Bad Management Styles to Avoid If You Want To Retain Your Employees
Even great managers make mistakes sometimes, and that’s okay. But mistakes aside, adopting a overarching management style that generally empowers, rewards, and motivates employees is critical to the success of any team. A management mistake is forgivable, but a poor management style will drive your employees to disengagement and even eventually turnover.
Avoid these management styles to keep your employees happy, engaged, and, ultimately, still employed with your company:
1. Know-it-All Management
Know-it-alls make terrible leaders and that’s a plain and simple fact. If a person needs to be right every time, all time, even when they’re wrong, they’re not equipped to be a good manager. Not only do know-it-alls feel that their knowledge is superior to everyone else’s knowledge, they also at times even reject perfectly valid arguments and perspectives in favor of their own.
What makes this even worse is that some know-it-alls are actually extremely insecure and their need to always be right is a reflection of their own insecurity. They then take these issues out on their employees in the form of distrust and unwillingness to listen to new ideas, which prevents employees from solving problems on their own and being motivated to do their best work.
2. Assume-the-Worst Management
While the best managers come to work with the assumption that their employees have the will and desire to succeed as long as they’re given support, the “assume-the-worst” managers assume the worst of their employees – that they’re selfish, lazy, and only willing to do things their own way – and manage them according to that assumption.
This assume-the-worst management style is what it looks like when you have a leader who is pessimistic and overly-focused on the negatives in every situation. The result: it prevents innovation, engagement, and success among team members, who don’t feel valued, trusted, or rewarded for their initiative and drive.
Micromanagers are ever-present, overseeing, guiding, and directing projects and people all day. (If you aren’t sure if this describes you, here’s a quick read that can help). More specifically, a micromanaging manager wants to be involved every decision an employee makes. And in general, he /she spends much of his/her day looking over the shoulders of others either because of a lack of trust, an exorbitant ego – or both!

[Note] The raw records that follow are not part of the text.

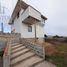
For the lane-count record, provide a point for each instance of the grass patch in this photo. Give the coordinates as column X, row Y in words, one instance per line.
column 58, row 60
column 60, row 57
column 1, row 53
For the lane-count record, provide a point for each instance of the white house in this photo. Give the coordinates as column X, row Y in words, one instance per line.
column 27, row 20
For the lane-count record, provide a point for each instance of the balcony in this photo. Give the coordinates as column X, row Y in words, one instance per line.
column 30, row 16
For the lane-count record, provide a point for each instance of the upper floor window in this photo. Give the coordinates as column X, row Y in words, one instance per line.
column 29, row 28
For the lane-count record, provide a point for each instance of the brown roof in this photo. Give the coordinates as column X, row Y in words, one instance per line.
column 19, row 5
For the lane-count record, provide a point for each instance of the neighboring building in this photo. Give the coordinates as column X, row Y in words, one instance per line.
column 27, row 21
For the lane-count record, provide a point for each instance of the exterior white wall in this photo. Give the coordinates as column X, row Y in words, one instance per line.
column 23, row 28
column 30, row 11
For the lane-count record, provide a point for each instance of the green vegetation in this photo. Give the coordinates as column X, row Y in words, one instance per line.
column 60, row 57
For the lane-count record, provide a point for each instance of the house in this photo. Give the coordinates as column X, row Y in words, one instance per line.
column 27, row 20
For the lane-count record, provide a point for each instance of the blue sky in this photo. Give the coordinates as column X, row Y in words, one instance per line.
column 54, row 10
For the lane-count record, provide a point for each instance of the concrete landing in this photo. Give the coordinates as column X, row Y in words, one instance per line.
column 24, row 57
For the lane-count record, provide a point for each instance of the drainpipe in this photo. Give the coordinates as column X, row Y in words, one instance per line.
column 35, row 30
column 2, row 27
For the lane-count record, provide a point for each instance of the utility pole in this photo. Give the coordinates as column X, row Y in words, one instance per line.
column 35, row 30
column 2, row 27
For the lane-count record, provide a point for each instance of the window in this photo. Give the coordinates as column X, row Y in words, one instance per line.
column 18, row 15
column 29, row 28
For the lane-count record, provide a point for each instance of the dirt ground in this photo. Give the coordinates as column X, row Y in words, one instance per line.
column 1, row 62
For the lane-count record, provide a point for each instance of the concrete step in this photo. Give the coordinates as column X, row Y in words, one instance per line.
column 45, row 64
column 27, row 61
column 18, row 49
column 17, row 46
column 14, row 44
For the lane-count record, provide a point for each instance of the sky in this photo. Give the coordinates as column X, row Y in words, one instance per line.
column 54, row 10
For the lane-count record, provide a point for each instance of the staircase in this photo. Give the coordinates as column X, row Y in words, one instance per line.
column 24, row 57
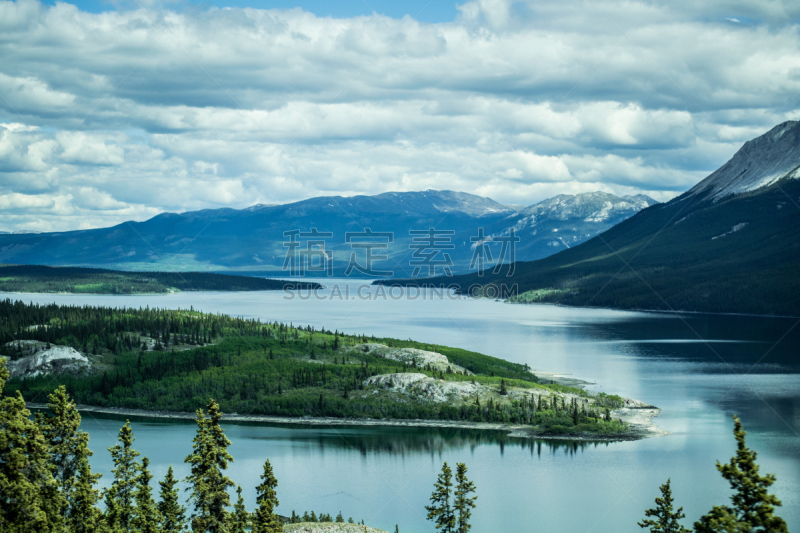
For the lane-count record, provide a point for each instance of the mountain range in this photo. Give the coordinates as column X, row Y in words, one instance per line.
column 253, row 239
column 729, row 244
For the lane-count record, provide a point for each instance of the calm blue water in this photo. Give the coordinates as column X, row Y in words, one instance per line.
column 699, row 369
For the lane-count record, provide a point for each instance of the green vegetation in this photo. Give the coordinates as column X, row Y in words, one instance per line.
column 37, row 278
column 172, row 359
column 48, row 486
column 680, row 255
column 452, row 516
column 663, row 519
column 753, row 508
column 538, row 295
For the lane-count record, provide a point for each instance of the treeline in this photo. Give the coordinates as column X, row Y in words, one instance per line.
column 668, row 257
column 47, row 484
column 172, row 360
column 39, row 278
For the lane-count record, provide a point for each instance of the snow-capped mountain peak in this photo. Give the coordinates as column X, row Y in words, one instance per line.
column 759, row 163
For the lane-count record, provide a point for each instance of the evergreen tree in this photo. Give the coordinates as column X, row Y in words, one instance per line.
column 208, row 460
column 30, row 499
column 753, row 507
column 265, row 520
column 239, row 518
column 146, row 517
column 60, row 428
column 662, row 519
column 120, row 498
column 464, row 503
column 83, row 515
column 173, row 514
column 440, row 510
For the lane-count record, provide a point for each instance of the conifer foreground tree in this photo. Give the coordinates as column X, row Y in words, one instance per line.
column 208, row 485
column 120, row 498
column 265, row 520
column 440, row 510
column 753, row 507
column 662, row 519
column 173, row 514
column 146, row 518
column 83, row 516
column 29, row 495
column 61, row 429
column 464, row 503
column 239, row 519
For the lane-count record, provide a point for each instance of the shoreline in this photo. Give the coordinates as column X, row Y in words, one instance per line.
column 640, row 420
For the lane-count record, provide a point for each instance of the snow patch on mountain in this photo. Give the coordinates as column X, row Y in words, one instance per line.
column 734, row 229
column 759, row 163
column 46, row 361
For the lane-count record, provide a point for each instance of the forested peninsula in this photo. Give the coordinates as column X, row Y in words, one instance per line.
column 78, row 280
column 161, row 360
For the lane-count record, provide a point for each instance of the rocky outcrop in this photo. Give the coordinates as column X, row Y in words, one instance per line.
column 410, row 356
column 329, row 527
column 46, row 361
column 424, row 387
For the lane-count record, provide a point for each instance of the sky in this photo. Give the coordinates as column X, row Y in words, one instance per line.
column 121, row 110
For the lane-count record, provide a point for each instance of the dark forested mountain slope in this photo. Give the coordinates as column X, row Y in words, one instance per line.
column 253, row 238
column 730, row 244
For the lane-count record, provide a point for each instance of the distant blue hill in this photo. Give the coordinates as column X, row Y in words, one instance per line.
column 252, row 239
column 730, row 244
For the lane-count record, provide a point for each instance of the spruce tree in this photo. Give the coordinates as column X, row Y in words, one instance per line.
column 83, row 515
column 663, row 519
column 265, row 520
column 440, row 510
column 208, row 485
column 120, row 498
column 146, row 517
column 239, row 518
column 464, row 503
column 753, row 507
column 30, row 499
column 60, row 428
column 173, row 514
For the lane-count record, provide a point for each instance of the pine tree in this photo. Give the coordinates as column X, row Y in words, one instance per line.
column 662, row 519
column 464, row 503
column 440, row 511
column 30, row 499
column 146, row 517
column 208, row 485
column 83, row 515
column 239, row 518
column 265, row 520
column 60, row 428
column 173, row 514
column 753, row 507
column 120, row 497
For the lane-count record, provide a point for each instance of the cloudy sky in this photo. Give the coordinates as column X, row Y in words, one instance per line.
column 113, row 111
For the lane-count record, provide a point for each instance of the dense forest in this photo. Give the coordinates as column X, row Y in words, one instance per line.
column 162, row 359
column 48, row 485
column 681, row 255
column 38, row 278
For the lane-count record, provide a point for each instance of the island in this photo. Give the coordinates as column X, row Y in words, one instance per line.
column 167, row 363
column 79, row 280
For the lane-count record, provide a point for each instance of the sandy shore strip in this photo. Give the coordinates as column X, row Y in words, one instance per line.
column 640, row 420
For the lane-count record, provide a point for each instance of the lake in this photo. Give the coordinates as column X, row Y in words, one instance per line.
column 700, row 369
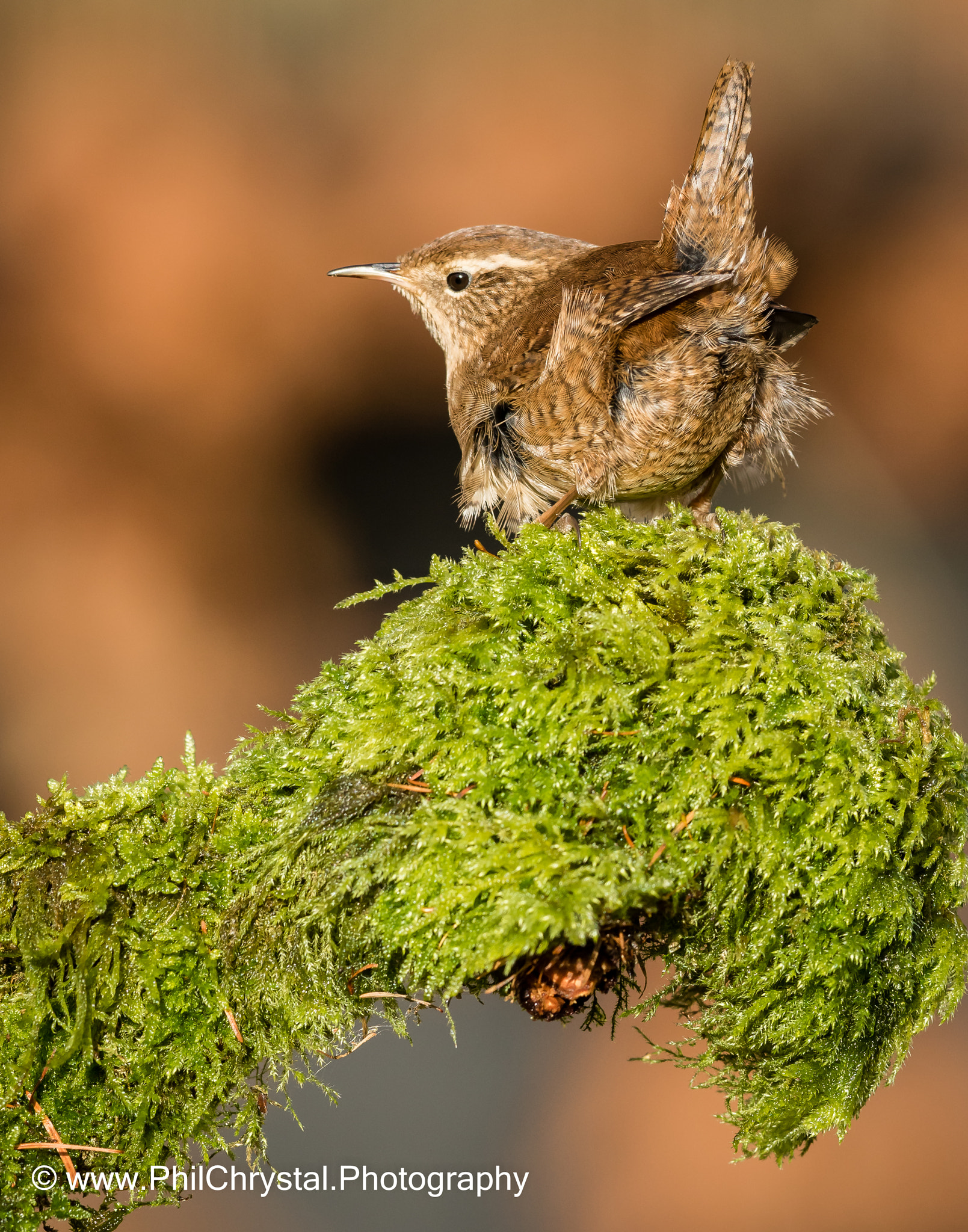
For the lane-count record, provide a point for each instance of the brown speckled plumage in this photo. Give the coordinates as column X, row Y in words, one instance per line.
column 638, row 372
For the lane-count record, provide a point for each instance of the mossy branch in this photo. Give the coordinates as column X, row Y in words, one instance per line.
column 663, row 742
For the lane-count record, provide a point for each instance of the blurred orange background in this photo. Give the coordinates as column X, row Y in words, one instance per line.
column 205, row 443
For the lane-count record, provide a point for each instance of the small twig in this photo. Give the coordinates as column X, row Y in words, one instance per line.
column 56, row 1139
column 560, row 507
column 177, row 905
column 370, row 966
column 404, row 997
column 66, row 1146
column 495, row 987
column 924, row 716
column 43, row 1074
column 680, row 826
column 684, row 822
column 233, row 1024
column 342, row 1056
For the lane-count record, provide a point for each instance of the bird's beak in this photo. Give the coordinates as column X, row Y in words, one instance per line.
column 387, row 271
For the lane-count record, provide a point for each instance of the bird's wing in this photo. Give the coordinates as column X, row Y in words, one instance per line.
column 631, row 300
column 788, row 327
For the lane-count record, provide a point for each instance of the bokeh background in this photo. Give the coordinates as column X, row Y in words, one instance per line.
column 205, row 444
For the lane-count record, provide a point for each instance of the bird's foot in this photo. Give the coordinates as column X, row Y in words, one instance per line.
column 706, row 520
column 568, row 524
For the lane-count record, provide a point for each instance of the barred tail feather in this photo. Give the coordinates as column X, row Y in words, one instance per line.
column 709, row 221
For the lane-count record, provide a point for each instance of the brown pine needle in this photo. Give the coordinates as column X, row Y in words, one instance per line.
column 60, row 1146
column 370, row 966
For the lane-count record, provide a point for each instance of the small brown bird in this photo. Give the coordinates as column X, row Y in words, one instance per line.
column 636, row 374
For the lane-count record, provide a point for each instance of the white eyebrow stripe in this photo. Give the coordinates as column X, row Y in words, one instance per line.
column 496, row 262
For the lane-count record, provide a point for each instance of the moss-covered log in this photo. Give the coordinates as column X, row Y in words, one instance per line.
column 547, row 768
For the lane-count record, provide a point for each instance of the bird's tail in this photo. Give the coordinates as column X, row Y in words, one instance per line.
column 709, row 221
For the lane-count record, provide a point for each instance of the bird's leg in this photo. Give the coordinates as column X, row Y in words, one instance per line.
column 701, row 507
column 568, row 524
column 558, row 508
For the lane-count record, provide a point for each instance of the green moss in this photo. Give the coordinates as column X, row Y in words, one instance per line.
column 807, row 914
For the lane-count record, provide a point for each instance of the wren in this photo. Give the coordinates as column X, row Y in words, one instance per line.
column 636, row 374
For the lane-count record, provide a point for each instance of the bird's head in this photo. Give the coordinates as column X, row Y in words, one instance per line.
column 464, row 285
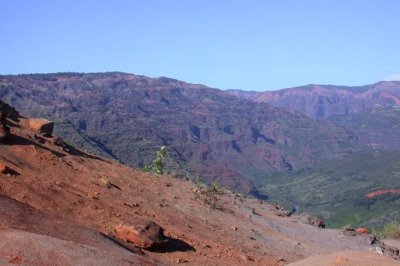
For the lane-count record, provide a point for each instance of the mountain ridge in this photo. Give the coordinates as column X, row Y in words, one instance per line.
column 207, row 131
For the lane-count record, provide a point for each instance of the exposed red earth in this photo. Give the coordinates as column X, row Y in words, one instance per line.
column 61, row 206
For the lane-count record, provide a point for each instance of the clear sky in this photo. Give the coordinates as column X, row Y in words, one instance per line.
column 242, row 44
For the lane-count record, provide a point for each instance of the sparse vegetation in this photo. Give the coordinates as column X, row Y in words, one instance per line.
column 158, row 165
column 389, row 231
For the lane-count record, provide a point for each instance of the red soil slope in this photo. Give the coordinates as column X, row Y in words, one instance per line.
column 58, row 207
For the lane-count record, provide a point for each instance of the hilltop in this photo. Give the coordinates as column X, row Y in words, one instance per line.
column 208, row 133
column 60, row 205
column 322, row 101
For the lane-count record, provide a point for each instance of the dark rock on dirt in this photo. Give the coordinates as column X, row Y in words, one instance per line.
column 42, row 126
column 315, row 221
column 143, row 234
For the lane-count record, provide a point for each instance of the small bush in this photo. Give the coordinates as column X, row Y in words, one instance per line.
column 389, row 231
column 158, row 165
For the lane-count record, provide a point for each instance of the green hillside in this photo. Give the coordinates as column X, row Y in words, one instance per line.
column 336, row 190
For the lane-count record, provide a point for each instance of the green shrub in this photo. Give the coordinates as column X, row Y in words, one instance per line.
column 158, row 165
column 389, row 231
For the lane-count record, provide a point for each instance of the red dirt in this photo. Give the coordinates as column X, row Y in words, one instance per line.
column 382, row 191
column 56, row 208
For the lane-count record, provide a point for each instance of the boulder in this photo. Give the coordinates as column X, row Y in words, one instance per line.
column 4, row 130
column 281, row 211
column 362, row 230
column 9, row 111
column 142, row 234
column 41, row 126
column 315, row 221
column 3, row 168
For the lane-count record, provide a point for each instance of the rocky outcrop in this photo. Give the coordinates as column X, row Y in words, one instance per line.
column 41, row 126
column 4, row 130
column 143, row 234
column 206, row 131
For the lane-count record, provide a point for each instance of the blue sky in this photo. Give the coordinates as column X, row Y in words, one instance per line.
column 250, row 45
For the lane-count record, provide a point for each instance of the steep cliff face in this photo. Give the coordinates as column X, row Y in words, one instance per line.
column 62, row 206
column 321, row 101
column 206, row 131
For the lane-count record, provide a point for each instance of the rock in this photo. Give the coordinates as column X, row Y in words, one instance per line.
column 9, row 111
column 315, row 221
column 372, row 239
column 143, row 234
column 282, row 211
column 42, row 126
column 379, row 250
column 4, row 132
column 3, row 168
column 362, row 230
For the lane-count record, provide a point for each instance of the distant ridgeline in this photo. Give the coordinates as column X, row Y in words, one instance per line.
column 251, row 142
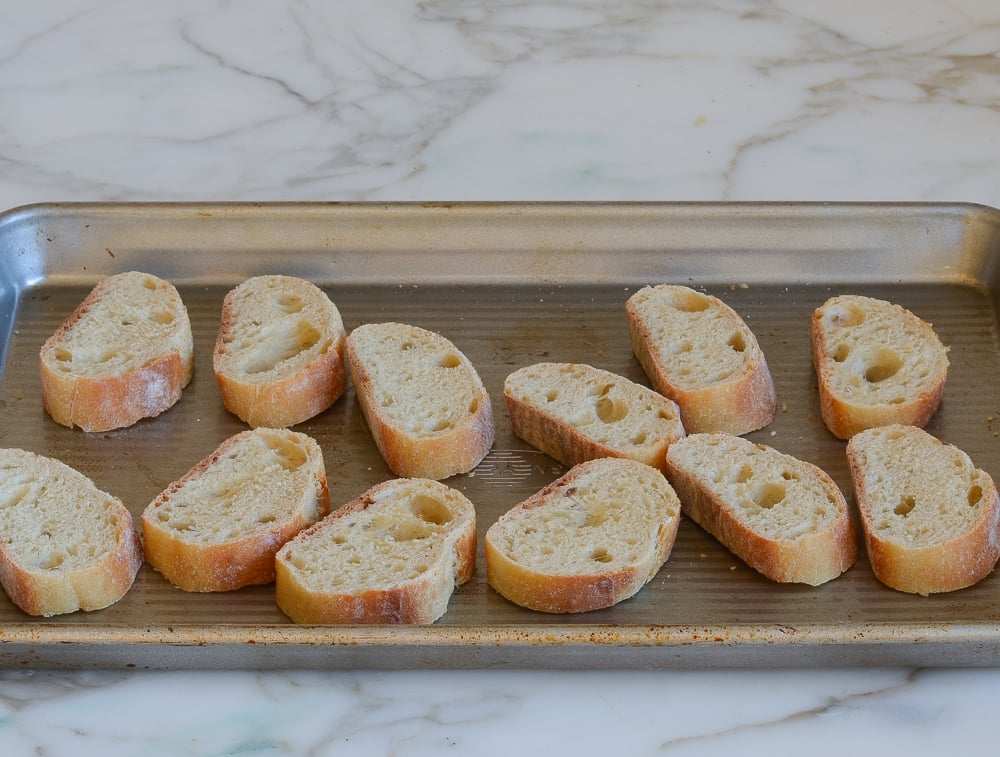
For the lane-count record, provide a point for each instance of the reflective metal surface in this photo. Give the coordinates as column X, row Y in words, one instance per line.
column 511, row 284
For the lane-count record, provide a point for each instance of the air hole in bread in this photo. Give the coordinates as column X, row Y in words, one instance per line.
column 162, row 316
column 844, row 315
column 601, row 390
column 410, row 531
column 287, row 454
column 768, row 495
column 430, row 510
column 51, row 561
column 302, row 336
column 690, row 302
column 610, row 410
column 906, row 504
column 885, row 365
column 290, row 303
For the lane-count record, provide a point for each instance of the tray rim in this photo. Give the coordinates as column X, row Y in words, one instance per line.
column 39, row 635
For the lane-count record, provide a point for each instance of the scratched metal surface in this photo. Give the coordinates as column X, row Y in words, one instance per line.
column 511, row 284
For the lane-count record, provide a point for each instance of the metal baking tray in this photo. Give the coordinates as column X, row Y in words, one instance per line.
column 511, row 284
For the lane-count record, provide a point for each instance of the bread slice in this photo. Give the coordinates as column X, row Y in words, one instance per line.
column 124, row 354
column 576, row 412
column 698, row 352
column 424, row 402
column 877, row 364
column 589, row 540
column 784, row 517
column 931, row 519
column 219, row 526
column 279, row 354
column 65, row 545
column 393, row 555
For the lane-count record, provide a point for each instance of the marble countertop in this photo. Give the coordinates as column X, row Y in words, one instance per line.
column 577, row 100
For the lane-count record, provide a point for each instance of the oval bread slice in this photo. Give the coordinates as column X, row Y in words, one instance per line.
column 877, row 364
column 393, row 555
column 931, row 519
column 784, row 517
column 698, row 352
column 424, row 402
column 590, row 540
column 279, row 353
column 219, row 526
column 65, row 545
column 124, row 354
column 576, row 412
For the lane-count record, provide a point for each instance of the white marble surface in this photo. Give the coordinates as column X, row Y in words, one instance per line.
column 401, row 100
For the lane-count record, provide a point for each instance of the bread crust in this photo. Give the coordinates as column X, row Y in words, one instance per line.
column 409, row 455
column 944, row 566
column 110, row 401
column 421, row 600
column 568, row 592
column 812, row 559
column 294, row 398
column 737, row 405
column 845, row 418
column 242, row 561
column 106, row 580
column 572, row 445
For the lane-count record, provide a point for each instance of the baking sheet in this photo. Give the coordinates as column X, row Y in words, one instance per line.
column 511, row 284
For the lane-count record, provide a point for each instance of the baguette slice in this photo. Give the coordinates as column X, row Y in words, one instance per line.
column 784, row 517
column 124, row 354
column 219, row 527
column 279, row 353
column 393, row 555
column 877, row 364
column 590, row 540
column 576, row 413
column 698, row 352
column 65, row 545
column 423, row 400
column 931, row 519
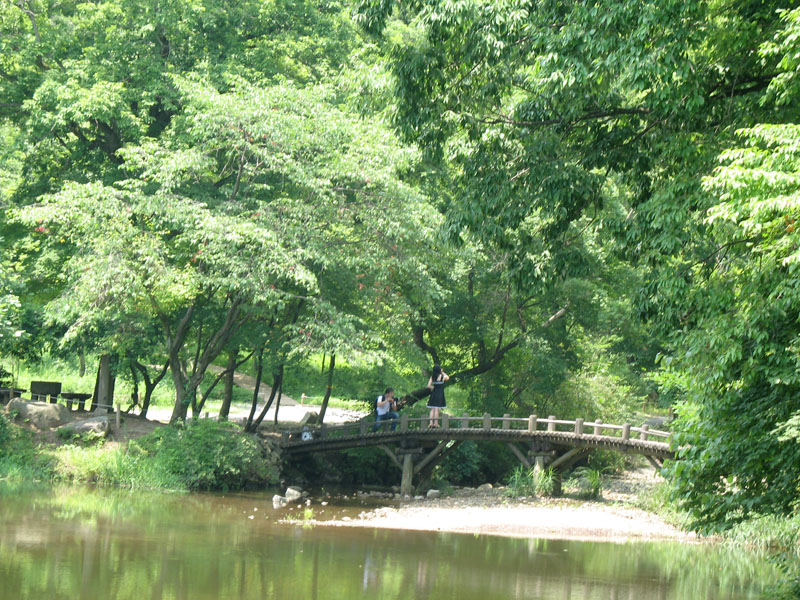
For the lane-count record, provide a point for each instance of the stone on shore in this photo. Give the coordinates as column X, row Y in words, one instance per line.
column 293, row 494
column 96, row 425
column 41, row 415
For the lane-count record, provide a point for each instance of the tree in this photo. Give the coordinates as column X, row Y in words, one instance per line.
column 227, row 220
column 737, row 354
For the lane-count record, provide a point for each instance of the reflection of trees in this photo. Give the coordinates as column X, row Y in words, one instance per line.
column 93, row 544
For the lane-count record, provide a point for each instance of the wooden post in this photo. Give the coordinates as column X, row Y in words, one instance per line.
column 538, row 465
column 408, row 475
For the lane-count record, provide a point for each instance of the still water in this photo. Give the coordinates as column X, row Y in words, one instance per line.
column 74, row 543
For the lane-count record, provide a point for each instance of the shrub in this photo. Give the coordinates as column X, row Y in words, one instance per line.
column 18, row 457
column 5, row 435
column 208, row 455
column 529, row 482
column 588, row 481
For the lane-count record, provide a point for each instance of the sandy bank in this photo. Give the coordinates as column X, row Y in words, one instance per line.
column 493, row 513
column 556, row 519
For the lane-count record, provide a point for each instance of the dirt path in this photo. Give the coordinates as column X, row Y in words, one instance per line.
column 249, row 383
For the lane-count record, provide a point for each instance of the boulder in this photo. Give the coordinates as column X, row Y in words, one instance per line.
column 41, row 415
column 293, row 494
column 95, row 425
column 309, row 418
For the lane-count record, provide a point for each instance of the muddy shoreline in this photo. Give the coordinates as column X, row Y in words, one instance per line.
column 493, row 512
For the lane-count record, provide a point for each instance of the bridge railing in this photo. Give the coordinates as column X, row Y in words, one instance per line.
column 486, row 422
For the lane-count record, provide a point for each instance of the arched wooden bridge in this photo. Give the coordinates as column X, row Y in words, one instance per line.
column 416, row 448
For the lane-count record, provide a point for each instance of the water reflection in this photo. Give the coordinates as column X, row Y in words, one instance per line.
column 77, row 543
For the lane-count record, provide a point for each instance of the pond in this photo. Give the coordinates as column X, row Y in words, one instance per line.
column 82, row 543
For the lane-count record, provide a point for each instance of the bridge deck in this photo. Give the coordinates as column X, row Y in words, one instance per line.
column 555, row 432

Employees typically can’t function freely, let alone innovate, under such restrictive management pressure. And, over time, employees who work under a micromanaging boss will begin to feel stifled, incapable of creativity or thoughtful decision-making, and simply exhausted…which means it’s just matter of time before they want to quit.
4. Autocratic Management
The best way to summarize autocratic management is, “It’s my way or the highway!”
Autocratic managers implement decisions and ideas from the top down rather than taking employee feedback from other levels of the organization. It’s almost impossible for employees to grow, develop and feel confident in their role under this type of management because they aren’t a meaningful part of decisions that impact them and, therefore, feel disconnected. In many cases, they also aren’t permitted to ask questions without repercussions and as a result, employees often leave.
5. Overly-friendly Management
You might think that being a very friendly manager makes it more likely for employees to stay longer, but that’s not necessarily the case. In fact, if managers are too friendly with employees, the lines of authority blur and confusion about expectations arise.
Because just think about it: what happens when either manager or employee has negative feedback for the other? Will both sides be able to keep it professional and not let personal feelings interfere with thoughts and decisions at work?
In the worst case scenarios, overly-friendly managers don’t give their employees the structured support and clear, professional expectations that they need to thrive as individual contributors, which makes it harder to keep those team members happy and engaged at work.